New, innovative data searches released for DS4DM Backend

Posted by Benedikt Kleppmann (University of Mannheim) on May 22, 2018

The backend components within the DS4DM architecture are responsible for the management of data repositories, as well as the execution of search queries against these repositories. The new release of the DS4DM Backend API offers two new, innovative data search methods:

  • Unconstrained Data Search

    The existing DS4DM data search methods expected the user to know in advance which column she wants to add to a table. The search function would then extend her table with exactly this one column. Therefore, it was not possible to use the available data in an explorative fashion and extend a table with all attributes that can be filled with data from the repository. The Unconstrained data search enables you to do just this: It extends a table with all attributes that can be populated with data values so that the attribute density exceeds a provided threshold. Using a single data search operation, a table might thus be extended with dozens of new attributes.

    The new attributes can be used afterwards in mining processes and can lead to new, surprising insights. For example, given a table that contains information about lakes, the Unconstrained data search methods would add attributes such as “country in which the lake is located”, “surface area in km2”, “length of the lake” or “maximal depth” and will populate these attributes as far as possible using the data in the repository. Further application examples of the Unconstrained data search are provided on the DS4DM-Backend-Components website.
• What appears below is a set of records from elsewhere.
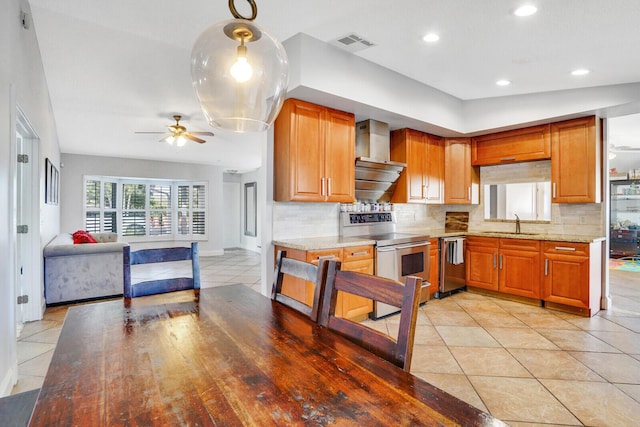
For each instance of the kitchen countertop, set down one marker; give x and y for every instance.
(332, 242)
(324, 242)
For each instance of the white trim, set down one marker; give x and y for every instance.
(10, 378)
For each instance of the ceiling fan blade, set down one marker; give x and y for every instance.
(193, 138)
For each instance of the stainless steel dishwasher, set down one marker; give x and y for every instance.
(453, 275)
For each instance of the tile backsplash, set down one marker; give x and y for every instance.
(303, 220)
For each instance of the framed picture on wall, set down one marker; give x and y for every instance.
(51, 183)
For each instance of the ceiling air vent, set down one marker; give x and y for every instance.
(352, 43)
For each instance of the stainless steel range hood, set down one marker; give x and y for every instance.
(376, 175)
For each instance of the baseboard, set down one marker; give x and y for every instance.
(215, 252)
(9, 379)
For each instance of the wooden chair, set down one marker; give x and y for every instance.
(302, 270)
(388, 291)
(163, 285)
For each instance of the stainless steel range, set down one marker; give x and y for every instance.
(397, 255)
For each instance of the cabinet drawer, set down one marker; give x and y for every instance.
(355, 253)
(566, 248)
(520, 244)
(331, 254)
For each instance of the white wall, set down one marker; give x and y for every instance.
(231, 198)
(22, 83)
(330, 76)
(75, 167)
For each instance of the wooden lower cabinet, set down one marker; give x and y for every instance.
(572, 276)
(481, 260)
(519, 265)
(353, 258)
(509, 266)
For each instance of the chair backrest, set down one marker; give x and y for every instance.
(161, 285)
(301, 270)
(406, 296)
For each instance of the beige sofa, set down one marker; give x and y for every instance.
(77, 272)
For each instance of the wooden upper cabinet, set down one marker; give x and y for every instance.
(314, 154)
(434, 173)
(575, 161)
(461, 179)
(422, 181)
(520, 145)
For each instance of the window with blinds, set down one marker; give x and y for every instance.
(146, 208)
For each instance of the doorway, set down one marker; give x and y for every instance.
(26, 265)
(622, 142)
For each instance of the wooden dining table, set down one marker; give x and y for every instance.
(231, 357)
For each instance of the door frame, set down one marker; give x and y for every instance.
(35, 307)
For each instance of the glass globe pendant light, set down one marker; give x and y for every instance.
(240, 74)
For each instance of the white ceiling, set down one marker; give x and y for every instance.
(119, 66)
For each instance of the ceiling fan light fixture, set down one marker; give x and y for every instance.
(240, 74)
(180, 141)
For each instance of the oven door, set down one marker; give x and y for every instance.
(398, 261)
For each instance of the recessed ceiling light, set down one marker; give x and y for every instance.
(580, 72)
(526, 10)
(431, 37)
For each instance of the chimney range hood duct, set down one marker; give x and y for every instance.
(376, 175)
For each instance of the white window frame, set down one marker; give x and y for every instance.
(173, 210)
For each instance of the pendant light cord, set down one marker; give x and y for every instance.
(237, 15)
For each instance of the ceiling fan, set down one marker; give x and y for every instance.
(179, 134)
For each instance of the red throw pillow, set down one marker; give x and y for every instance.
(81, 236)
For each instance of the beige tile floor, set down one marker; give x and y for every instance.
(525, 365)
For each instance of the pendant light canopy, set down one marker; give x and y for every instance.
(240, 74)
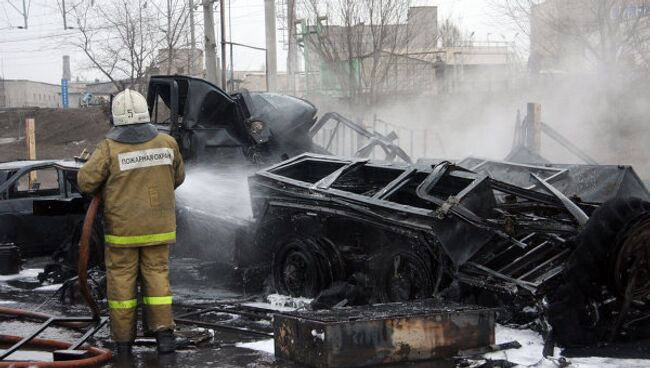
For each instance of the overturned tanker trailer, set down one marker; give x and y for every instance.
(571, 242)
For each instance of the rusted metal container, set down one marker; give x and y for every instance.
(381, 334)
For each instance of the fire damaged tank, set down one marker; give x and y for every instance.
(571, 242)
(211, 125)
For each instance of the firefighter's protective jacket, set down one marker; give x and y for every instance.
(137, 181)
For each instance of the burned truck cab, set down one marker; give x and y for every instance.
(211, 125)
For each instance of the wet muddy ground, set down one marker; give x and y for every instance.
(196, 283)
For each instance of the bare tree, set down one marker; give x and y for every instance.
(122, 37)
(175, 13)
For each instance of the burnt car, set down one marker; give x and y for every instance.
(571, 242)
(42, 210)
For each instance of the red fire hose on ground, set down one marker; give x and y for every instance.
(98, 355)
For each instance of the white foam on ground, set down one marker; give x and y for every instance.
(281, 303)
(530, 353)
(266, 346)
(52, 287)
(28, 273)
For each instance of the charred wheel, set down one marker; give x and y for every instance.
(304, 266)
(607, 279)
(402, 274)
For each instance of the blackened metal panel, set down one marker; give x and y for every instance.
(381, 334)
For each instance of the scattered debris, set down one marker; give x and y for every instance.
(496, 233)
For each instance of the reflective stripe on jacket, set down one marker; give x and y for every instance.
(137, 181)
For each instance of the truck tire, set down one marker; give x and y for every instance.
(302, 267)
(402, 274)
(575, 308)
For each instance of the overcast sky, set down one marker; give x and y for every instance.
(36, 53)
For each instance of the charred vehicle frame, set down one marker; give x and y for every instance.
(499, 232)
(42, 212)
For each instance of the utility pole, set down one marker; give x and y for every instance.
(271, 53)
(65, 21)
(24, 13)
(222, 8)
(292, 56)
(193, 58)
(210, 44)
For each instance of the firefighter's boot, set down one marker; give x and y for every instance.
(166, 342)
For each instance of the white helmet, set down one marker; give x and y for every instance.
(129, 107)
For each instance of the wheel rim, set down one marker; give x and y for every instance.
(633, 262)
(298, 275)
(407, 278)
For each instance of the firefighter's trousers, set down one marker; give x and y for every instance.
(123, 264)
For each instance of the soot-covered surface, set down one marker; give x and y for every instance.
(201, 283)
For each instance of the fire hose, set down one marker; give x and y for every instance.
(98, 355)
(84, 255)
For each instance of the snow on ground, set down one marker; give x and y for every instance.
(261, 345)
(529, 355)
(532, 344)
(52, 287)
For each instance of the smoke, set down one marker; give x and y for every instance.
(213, 209)
(218, 191)
(603, 115)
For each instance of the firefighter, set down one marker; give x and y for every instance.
(136, 169)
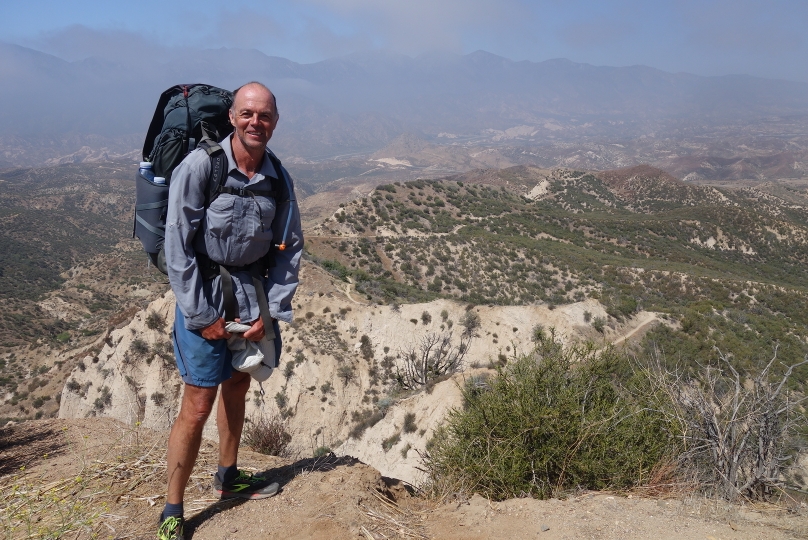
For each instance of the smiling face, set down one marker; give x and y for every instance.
(254, 118)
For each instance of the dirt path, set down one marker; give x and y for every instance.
(96, 478)
(646, 318)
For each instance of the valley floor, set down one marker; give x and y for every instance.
(97, 478)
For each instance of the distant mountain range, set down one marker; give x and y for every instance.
(53, 108)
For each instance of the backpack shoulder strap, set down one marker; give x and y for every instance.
(218, 169)
(279, 186)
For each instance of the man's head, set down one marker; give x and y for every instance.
(254, 115)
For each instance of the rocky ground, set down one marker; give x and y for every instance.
(98, 478)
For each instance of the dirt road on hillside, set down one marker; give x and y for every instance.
(96, 478)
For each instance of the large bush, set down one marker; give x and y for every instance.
(555, 420)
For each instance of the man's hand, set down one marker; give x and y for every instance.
(216, 331)
(256, 331)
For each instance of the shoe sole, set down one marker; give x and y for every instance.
(269, 491)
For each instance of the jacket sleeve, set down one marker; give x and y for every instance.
(283, 277)
(186, 210)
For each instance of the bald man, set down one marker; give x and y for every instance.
(243, 248)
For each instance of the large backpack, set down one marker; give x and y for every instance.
(186, 117)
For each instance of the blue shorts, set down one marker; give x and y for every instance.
(201, 362)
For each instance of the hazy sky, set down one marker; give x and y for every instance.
(707, 37)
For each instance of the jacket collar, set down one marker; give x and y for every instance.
(266, 168)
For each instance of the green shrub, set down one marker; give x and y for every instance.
(267, 435)
(139, 347)
(409, 423)
(321, 451)
(550, 422)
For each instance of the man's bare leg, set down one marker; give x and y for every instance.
(185, 438)
(230, 416)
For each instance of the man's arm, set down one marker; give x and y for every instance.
(283, 277)
(186, 210)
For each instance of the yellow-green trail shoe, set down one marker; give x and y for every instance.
(171, 529)
(246, 486)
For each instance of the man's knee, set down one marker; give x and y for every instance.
(237, 385)
(197, 403)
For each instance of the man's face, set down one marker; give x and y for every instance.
(254, 117)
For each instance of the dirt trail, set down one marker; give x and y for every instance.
(643, 320)
(96, 478)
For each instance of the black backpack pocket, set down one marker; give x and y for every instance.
(151, 206)
(168, 151)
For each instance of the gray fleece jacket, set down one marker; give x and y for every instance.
(236, 231)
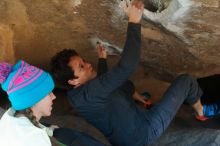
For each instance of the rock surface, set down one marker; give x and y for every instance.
(183, 37)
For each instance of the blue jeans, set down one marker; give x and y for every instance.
(71, 137)
(183, 88)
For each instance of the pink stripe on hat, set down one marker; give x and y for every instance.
(25, 75)
(5, 69)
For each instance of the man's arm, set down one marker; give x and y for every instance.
(102, 62)
(108, 82)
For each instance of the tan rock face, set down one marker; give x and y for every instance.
(180, 38)
(6, 44)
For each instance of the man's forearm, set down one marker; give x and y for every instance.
(131, 53)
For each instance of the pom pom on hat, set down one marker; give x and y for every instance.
(25, 84)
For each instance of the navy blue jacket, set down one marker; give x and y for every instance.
(103, 102)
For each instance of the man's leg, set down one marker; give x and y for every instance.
(183, 88)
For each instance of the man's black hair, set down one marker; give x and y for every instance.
(60, 69)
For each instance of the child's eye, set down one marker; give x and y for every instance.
(81, 66)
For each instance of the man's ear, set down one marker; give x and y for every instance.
(74, 82)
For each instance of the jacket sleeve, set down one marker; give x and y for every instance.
(36, 138)
(103, 85)
(102, 66)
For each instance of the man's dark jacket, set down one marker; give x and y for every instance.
(103, 102)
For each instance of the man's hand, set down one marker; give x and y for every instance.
(102, 53)
(134, 10)
(52, 127)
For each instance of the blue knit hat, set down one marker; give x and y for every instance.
(25, 84)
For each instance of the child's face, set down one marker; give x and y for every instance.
(44, 107)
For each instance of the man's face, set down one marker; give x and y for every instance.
(82, 69)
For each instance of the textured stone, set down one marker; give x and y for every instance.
(190, 137)
(181, 37)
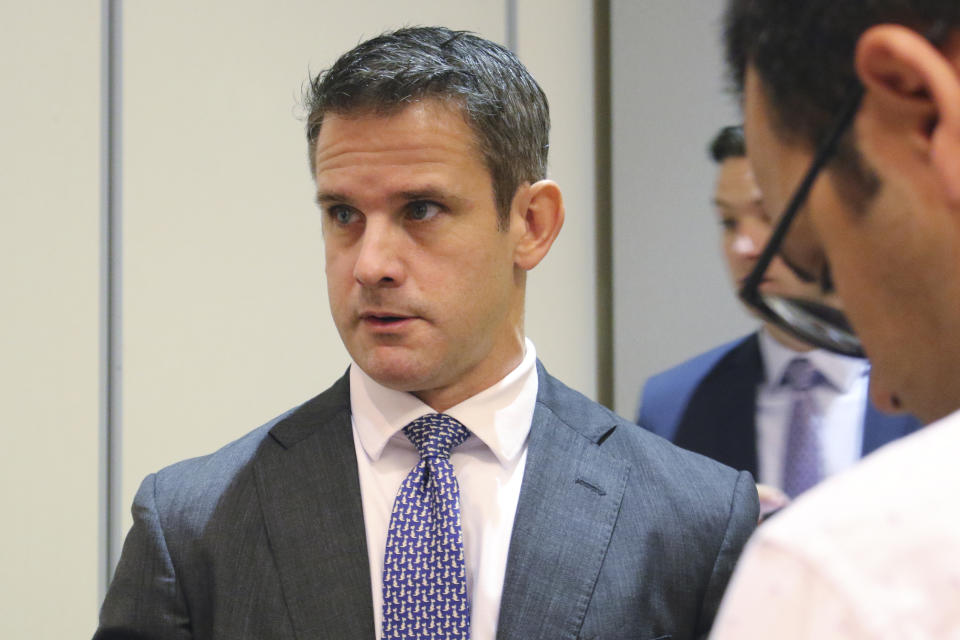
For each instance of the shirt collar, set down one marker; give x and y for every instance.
(499, 416)
(840, 371)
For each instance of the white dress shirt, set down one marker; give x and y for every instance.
(873, 552)
(488, 465)
(842, 401)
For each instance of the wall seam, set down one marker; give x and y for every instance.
(110, 291)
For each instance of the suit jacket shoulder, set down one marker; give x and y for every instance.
(665, 395)
(230, 545)
(618, 529)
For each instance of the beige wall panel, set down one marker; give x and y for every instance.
(673, 297)
(49, 257)
(226, 321)
(555, 41)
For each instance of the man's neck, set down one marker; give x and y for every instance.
(786, 339)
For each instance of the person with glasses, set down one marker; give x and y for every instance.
(852, 122)
(743, 403)
(446, 486)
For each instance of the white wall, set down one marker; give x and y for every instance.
(225, 314)
(49, 258)
(672, 297)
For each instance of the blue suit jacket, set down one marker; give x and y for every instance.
(708, 404)
(618, 534)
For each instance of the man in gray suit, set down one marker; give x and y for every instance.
(428, 148)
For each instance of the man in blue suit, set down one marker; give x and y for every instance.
(735, 402)
(447, 482)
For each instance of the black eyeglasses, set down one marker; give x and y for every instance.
(813, 322)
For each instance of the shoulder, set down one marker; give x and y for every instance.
(692, 370)
(678, 474)
(871, 544)
(188, 491)
(665, 395)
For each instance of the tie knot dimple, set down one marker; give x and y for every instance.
(435, 435)
(801, 375)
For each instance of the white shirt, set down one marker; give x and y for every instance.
(871, 553)
(488, 465)
(842, 401)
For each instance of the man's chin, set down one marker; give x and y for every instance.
(395, 371)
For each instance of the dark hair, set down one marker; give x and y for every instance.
(803, 51)
(728, 143)
(502, 103)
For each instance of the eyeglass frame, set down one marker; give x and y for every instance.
(750, 291)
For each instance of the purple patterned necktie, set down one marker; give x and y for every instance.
(803, 466)
(424, 575)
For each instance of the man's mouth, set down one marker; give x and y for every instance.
(384, 319)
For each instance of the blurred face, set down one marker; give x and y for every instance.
(746, 229)
(891, 264)
(422, 284)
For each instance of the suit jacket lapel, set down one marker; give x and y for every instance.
(720, 419)
(310, 494)
(569, 502)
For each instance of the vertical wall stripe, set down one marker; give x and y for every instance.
(511, 25)
(110, 290)
(604, 201)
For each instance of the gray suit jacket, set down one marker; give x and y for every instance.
(618, 534)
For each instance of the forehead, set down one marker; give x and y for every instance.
(424, 137)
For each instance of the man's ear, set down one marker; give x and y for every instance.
(536, 219)
(910, 115)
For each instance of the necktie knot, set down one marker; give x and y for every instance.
(435, 435)
(801, 375)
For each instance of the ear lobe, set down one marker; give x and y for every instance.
(537, 218)
(911, 107)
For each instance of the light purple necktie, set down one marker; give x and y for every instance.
(803, 466)
(424, 574)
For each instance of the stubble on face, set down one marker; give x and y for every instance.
(421, 278)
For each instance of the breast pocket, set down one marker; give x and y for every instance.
(666, 637)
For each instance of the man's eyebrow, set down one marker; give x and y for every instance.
(324, 197)
(426, 193)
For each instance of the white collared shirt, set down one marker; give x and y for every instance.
(843, 402)
(870, 554)
(489, 468)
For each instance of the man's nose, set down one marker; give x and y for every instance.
(379, 261)
(751, 238)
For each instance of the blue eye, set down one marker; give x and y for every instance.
(423, 210)
(342, 214)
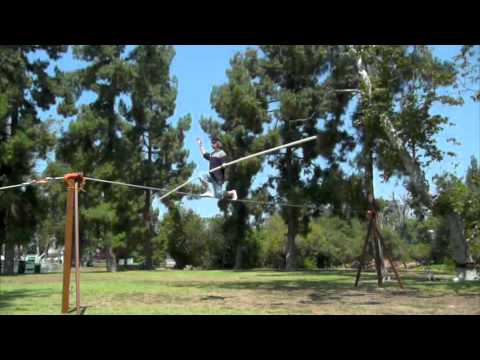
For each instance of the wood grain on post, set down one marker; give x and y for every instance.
(67, 255)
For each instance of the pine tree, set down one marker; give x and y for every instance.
(96, 144)
(299, 81)
(244, 112)
(156, 142)
(25, 87)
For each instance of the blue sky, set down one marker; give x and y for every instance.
(200, 67)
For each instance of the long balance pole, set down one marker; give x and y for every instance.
(67, 254)
(77, 250)
(311, 138)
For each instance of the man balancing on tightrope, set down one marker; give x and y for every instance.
(215, 181)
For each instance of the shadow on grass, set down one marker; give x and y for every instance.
(323, 290)
(83, 309)
(7, 297)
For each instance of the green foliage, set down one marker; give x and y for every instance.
(463, 199)
(25, 87)
(243, 110)
(182, 236)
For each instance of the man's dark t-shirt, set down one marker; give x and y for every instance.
(216, 159)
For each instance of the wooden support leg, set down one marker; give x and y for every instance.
(67, 255)
(397, 276)
(378, 259)
(77, 251)
(364, 251)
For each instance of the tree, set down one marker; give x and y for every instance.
(458, 204)
(96, 144)
(25, 87)
(297, 79)
(398, 86)
(182, 237)
(244, 112)
(468, 62)
(162, 160)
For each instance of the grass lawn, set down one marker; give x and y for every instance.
(242, 292)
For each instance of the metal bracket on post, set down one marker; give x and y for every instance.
(378, 241)
(71, 230)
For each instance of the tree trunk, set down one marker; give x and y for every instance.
(147, 244)
(456, 229)
(9, 259)
(238, 256)
(378, 250)
(111, 259)
(291, 258)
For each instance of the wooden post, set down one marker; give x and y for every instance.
(77, 250)
(389, 259)
(71, 220)
(378, 259)
(362, 258)
(67, 255)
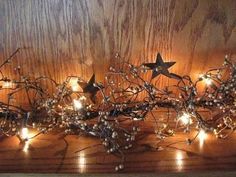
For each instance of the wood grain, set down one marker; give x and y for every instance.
(82, 37)
(54, 153)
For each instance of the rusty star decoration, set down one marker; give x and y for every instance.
(91, 88)
(161, 67)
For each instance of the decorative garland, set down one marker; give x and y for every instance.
(125, 99)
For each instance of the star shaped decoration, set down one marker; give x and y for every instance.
(161, 67)
(91, 88)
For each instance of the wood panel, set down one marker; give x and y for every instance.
(54, 154)
(80, 37)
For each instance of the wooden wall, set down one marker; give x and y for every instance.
(82, 36)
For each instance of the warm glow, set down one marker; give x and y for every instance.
(26, 146)
(74, 84)
(206, 79)
(82, 162)
(179, 160)
(77, 104)
(7, 84)
(185, 119)
(202, 136)
(24, 133)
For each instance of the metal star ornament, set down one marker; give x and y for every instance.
(91, 88)
(161, 67)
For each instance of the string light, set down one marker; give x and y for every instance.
(202, 137)
(179, 160)
(74, 84)
(185, 118)
(7, 85)
(104, 118)
(77, 104)
(25, 133)
(206, 78)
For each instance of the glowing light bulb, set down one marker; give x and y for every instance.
(82, 162)
(202, 136)
(25, 133)
(206, 79)
(74, 84)
(185, 119)
(7, 84)
(77, 104)
(179, 160)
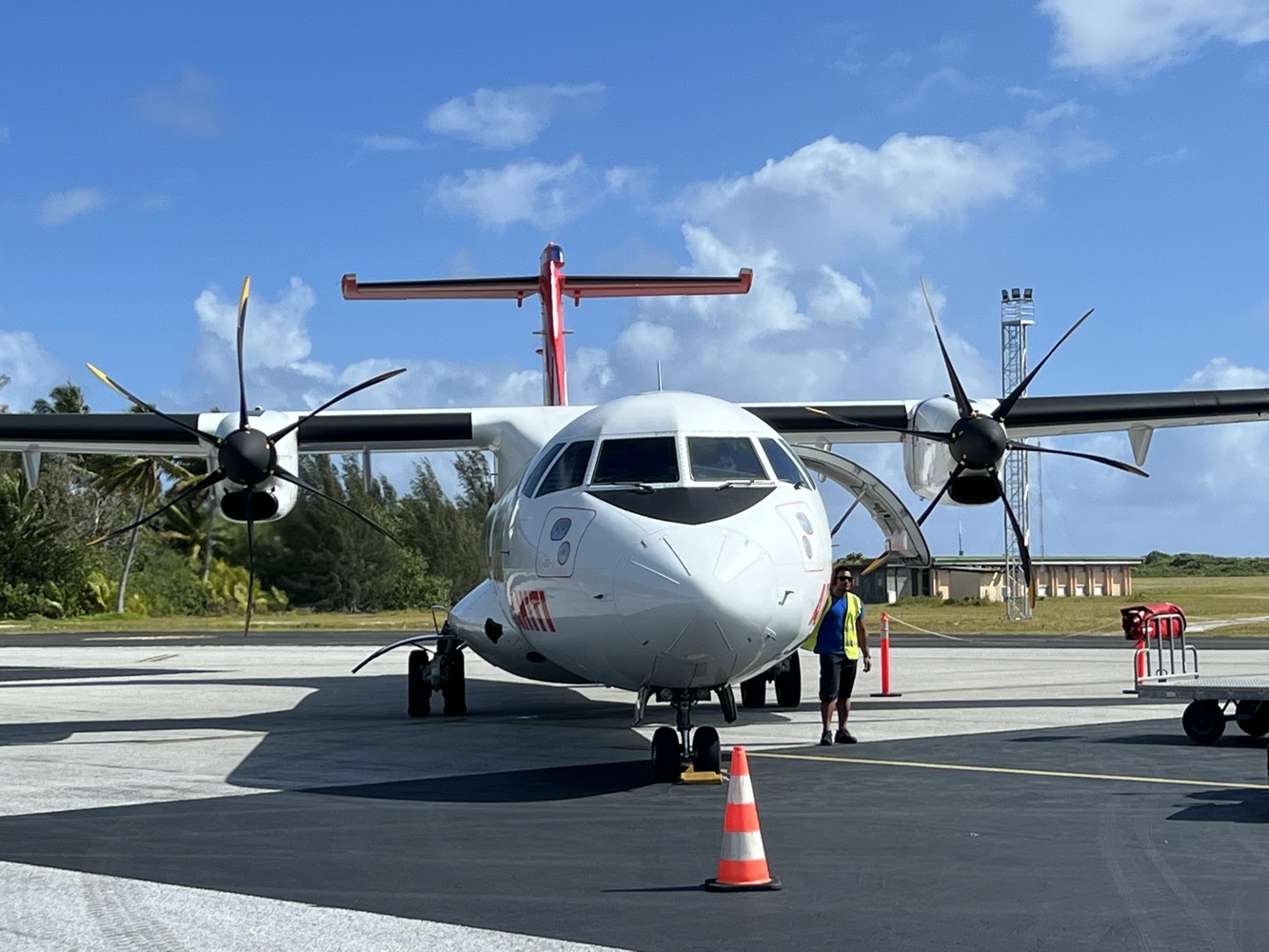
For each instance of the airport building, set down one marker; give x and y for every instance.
(983, 577)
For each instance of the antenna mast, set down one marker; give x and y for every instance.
(1017, 314)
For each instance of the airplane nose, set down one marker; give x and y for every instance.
(700, 598)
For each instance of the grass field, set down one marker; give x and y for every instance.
(1203, 600)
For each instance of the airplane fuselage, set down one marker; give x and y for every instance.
(635, 552)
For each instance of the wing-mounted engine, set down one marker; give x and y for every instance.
(929, 466)
(959, 446)
(271, 498)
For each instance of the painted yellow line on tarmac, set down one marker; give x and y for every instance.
(1020, 771)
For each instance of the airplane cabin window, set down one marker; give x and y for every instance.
(788, 467)
(568, 470)
(719, 459)
(532, 479)
(637, 460)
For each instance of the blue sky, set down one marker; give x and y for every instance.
(1107, 154)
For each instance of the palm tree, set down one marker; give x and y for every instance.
(138, 479)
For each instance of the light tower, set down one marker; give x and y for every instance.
(1017, 314)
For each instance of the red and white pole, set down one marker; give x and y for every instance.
(884, 661)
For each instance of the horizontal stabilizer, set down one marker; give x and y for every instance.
(578, 286)
(453, 288)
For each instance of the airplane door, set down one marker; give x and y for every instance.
(557, 544)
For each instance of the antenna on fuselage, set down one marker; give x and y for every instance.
(552, 288)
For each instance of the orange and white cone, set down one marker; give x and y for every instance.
(743, 863)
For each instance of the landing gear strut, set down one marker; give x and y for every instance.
(443, 672)
(675, 749)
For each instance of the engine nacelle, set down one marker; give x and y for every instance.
(928, 464)
(271, 499)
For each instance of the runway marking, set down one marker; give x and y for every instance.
(1020, 771)
(169, 636)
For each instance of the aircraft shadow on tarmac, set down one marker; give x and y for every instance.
(350, 737)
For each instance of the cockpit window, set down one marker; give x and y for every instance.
(724, 459)
(536, 474)
(568, 470)
(787, 466)
(637, 460)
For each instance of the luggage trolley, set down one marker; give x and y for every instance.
(1172, 673)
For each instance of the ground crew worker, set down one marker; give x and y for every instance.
(839, 642)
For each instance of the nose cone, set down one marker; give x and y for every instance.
(698, 601)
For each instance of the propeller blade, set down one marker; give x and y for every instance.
(247, 291)
(148, 407)
(290, 478)
(361, 387)
(1008, 403)
(962, 403)
(861, 425)
(208, 480)
(957, 471)
(250, 564)
(1023, 552)
(1108, 461)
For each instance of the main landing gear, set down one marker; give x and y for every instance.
(441, 673)
(677, 754)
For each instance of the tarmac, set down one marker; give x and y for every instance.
(218, 792)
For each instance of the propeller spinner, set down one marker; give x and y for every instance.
(245, 457)
(979, 442)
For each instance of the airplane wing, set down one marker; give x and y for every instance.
(1029, 417)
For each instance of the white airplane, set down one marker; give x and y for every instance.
(669, 544)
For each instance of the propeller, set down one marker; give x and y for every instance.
(247, 457)
(979, 442)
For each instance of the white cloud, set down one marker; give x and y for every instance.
(506, 118)
(189, 106)
(61, 208)
(530, 192)
(831, 193)
(1115, 37)
(30, 371)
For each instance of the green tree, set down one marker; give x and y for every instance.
(140, 482)
(327, 558)
(446, 532)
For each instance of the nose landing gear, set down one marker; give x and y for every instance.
(681, 757)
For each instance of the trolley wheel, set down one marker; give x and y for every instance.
(788, 684)
(665, 756)
(753, 692)
(1253, 718)
(1203, 722)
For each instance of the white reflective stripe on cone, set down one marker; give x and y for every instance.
(742, 847)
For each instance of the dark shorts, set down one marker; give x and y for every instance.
(837, 677)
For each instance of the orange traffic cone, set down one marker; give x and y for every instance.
(743, 863)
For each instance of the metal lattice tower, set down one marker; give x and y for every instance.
(1017, 314)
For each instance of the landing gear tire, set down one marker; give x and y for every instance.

  • Correlation-based Data Search

    The Correlation-based data search extends a table with all attributes that correlate with one specific attribute of the original table. Unlike the Unconstrained data search, which extends a table by all possible attributes, the Correlation-based data search only extends the table with the subset of these attributes that correlate with a specific attribute of the original table.

    The Correlation-based data search could for instance be used to extend a table having the two columns “name of lake” and “surface area in km2”. We specify that the new attributes should correlate with “surface area in km2”. In this case, the Correlation-based search would extend the table with additional attributes such as “length of the lake” and “maximal depth”, because these attributes correlate with “surface area in km2” (correlation > 0.4).

The new data search methods no longer require the user to know in advance what she is looking for (no longer require the user to have a hypothesis to direct her search). Instead, the new search methods allow the user to develop hypotheses by exploring the richness of the available data.

A more detailed description of the new data search methods as well as an evaluation of the methods can be found on the DS4DM-Backend-Components website.